Non profit
43 milioni di rifugiati
I dati diffusi in vista della 97esima Giornata Mondiale delle Migrazioni che si svolgerà il 16 gennaio a Genova
di Redazione
Sono 43, 3 milioni le persone nel mondo costrette ad una migrazione a causa di conflitti armati, persecuzioni a motivo di razza, nazionalità o religione, ragioni politiche, disastri naturali. Il dato è emerso nel corso di una conferenza stampa organizzata da Migrantes per presentare la 97esima Giornata Mondiale delle Migrazioni che il 16 gennaio si svolgerà a Genova alla presenza del presidente della Cei, cardinale Angelo Bagnasco.
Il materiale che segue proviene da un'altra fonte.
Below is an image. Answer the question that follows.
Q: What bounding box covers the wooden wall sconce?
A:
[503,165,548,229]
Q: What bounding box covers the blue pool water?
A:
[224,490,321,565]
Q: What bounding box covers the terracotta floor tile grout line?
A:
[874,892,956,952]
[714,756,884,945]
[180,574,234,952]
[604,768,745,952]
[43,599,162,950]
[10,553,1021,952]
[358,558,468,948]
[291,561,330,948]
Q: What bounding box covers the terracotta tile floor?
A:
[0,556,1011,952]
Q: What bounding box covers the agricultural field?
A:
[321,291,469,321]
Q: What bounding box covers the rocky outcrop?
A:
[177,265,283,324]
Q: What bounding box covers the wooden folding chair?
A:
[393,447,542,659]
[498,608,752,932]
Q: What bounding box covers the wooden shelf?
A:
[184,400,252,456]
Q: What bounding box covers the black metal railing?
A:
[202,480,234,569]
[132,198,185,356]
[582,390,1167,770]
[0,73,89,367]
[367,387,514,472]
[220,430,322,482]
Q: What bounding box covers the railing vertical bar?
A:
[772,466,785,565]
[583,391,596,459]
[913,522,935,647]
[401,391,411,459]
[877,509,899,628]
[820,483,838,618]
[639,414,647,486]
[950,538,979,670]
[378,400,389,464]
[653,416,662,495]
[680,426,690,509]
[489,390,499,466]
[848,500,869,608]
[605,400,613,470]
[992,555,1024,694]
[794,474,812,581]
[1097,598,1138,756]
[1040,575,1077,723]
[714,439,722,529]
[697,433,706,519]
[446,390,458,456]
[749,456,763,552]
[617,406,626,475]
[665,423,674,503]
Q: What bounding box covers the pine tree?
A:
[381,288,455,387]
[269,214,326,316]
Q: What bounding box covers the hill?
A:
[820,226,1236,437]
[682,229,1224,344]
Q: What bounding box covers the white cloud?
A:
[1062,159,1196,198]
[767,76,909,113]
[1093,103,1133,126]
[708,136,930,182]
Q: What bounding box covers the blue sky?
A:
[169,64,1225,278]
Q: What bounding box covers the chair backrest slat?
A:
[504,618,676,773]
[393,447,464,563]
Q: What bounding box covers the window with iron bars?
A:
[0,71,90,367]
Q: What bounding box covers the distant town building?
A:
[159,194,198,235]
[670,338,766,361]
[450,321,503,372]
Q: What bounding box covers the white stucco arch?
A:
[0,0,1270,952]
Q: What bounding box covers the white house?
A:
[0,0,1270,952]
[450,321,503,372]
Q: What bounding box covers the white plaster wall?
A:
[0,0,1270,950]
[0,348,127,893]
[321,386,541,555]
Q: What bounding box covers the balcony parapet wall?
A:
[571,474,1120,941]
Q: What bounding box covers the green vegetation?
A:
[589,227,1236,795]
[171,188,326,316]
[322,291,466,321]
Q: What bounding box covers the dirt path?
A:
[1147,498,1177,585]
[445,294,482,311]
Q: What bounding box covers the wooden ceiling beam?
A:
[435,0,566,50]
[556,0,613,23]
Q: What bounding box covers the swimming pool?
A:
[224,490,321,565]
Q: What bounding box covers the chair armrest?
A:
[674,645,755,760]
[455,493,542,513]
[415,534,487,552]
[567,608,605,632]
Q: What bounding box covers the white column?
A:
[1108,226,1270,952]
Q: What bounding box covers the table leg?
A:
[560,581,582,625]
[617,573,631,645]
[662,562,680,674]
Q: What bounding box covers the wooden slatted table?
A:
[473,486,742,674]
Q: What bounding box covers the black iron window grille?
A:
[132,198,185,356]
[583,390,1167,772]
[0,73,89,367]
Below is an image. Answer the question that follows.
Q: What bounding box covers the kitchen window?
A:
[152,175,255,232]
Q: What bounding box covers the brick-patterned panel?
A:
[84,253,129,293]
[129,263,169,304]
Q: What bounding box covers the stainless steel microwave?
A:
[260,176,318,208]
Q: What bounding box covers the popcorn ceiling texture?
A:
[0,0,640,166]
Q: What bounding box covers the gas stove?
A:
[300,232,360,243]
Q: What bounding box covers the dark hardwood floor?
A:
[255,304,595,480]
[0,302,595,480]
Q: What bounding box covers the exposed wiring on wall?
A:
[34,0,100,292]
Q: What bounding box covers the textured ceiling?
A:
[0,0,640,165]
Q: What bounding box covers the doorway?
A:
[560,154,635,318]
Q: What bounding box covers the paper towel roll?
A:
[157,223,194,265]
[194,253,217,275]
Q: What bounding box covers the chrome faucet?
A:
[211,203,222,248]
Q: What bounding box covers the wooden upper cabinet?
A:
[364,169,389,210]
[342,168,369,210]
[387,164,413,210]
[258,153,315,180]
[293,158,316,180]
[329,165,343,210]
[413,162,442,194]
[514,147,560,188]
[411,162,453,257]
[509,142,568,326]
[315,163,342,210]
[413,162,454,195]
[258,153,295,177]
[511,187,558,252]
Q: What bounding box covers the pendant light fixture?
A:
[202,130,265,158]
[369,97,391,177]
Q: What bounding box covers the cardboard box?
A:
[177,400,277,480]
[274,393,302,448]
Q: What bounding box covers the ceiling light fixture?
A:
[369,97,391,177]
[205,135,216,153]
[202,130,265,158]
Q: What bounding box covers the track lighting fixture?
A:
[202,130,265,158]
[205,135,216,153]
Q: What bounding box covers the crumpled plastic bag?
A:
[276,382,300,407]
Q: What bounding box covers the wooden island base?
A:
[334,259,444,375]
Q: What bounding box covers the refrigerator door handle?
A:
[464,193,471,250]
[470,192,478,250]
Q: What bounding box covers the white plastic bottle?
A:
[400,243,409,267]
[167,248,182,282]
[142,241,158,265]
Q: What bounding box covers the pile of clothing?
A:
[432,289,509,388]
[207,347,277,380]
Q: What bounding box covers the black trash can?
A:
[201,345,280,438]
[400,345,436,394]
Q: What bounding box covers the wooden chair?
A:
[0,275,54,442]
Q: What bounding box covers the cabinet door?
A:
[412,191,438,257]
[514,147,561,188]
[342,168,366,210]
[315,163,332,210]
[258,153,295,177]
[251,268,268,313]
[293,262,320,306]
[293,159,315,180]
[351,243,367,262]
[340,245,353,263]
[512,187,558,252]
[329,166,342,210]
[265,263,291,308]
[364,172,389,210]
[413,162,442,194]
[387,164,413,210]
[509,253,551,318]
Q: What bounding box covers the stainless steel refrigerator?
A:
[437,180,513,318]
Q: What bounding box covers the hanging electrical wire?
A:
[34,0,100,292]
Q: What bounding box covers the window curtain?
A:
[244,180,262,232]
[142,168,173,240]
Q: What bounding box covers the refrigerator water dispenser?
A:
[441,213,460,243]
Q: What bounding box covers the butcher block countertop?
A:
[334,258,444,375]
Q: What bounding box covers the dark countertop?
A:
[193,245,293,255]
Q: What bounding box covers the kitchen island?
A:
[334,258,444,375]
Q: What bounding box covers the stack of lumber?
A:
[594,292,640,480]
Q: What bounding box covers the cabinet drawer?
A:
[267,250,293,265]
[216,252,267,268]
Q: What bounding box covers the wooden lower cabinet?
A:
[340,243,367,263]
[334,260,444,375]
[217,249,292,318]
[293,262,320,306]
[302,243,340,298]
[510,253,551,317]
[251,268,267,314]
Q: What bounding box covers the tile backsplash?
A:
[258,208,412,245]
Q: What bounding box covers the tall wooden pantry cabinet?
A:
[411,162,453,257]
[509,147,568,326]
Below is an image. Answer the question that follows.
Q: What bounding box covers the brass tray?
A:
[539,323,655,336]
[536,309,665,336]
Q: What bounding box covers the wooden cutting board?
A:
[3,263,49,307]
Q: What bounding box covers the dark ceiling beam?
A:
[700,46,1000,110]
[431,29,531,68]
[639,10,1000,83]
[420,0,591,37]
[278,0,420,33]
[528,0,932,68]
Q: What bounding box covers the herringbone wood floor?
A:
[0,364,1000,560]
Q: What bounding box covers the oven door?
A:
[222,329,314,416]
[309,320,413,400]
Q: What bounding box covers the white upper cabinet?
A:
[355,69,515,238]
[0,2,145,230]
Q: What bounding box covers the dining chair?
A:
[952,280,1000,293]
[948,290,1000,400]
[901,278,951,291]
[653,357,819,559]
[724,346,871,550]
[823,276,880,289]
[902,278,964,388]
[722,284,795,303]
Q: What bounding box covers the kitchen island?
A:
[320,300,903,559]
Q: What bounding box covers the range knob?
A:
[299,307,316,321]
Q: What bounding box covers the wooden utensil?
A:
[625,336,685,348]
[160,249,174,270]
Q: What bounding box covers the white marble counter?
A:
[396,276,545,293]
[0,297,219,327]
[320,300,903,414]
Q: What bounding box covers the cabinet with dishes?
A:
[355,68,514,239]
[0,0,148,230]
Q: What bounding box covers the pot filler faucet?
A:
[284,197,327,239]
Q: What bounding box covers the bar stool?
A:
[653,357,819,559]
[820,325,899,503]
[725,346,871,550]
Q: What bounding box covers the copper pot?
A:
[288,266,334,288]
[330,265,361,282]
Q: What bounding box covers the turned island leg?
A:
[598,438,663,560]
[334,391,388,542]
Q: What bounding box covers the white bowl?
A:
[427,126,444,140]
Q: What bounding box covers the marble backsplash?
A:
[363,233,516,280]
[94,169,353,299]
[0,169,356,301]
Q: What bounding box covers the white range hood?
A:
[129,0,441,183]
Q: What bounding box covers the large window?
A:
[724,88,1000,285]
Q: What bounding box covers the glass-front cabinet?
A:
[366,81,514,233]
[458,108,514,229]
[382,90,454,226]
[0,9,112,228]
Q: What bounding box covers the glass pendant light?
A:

Come ha evidenziato monsignor Giancarlo Perego, direttore generale di Migrantes, i Paesi coinvolti da questa migrazione forzata sono l’Afghanistan (2.887.123), l’Iraq (1.785.212), la Somalia (678.309), il Congo (455.850).
Nell’incontro è stata stilata anche la classifica dei Paesi che accolgono i rifugiati: il Pakistan (1.740.711), l’Iran (1.070.488), la Siria (1.054.466), la Germania (593.799), la Giordania (450.756). I rifugiati presenti sul nostro territorio sono 55 mila, «un numero contenuto – ha rilevato mons. Perego – se paragonato ad altri Paesi europei». In Germania, ad esempio, ve ne sono quasi 600 mila, nel Regno Unito 270 mila, in Francia 200 mila.
In calo anche le domande di asilo nel nostro Paese. Si è passati da 30.145 domande nel 2008 a 17.670 richieste nel 2009. «Il tema dei respingimenti in mare, una politica che nel Mediterraneo ha interessato anche l’Italia, rischia di ledere profondamente i diritti dei richiedenti asilo – ha denunciato il direttore di Migrantes – e la protezione internazionale, perché non permette di identificare i migranti e verificare la situazione personale». E a proposito del decreto flussi, mons. Perego ha evidenziato la necessità che si facciano «percorsi di solidarietà sociale anche per i disoccupati stranieri».
Più in generale, monsignor Bruno Schettino, presidente della Commissione Episcopale per le Migrazioni e della Fondazione Migrantes ha osservato come nell’affrontare la questione migrazioni servano «regole che non devono essere contro le direttive o lesive della dignità umana» e che non si limitino ad uno “sterile buonismo”.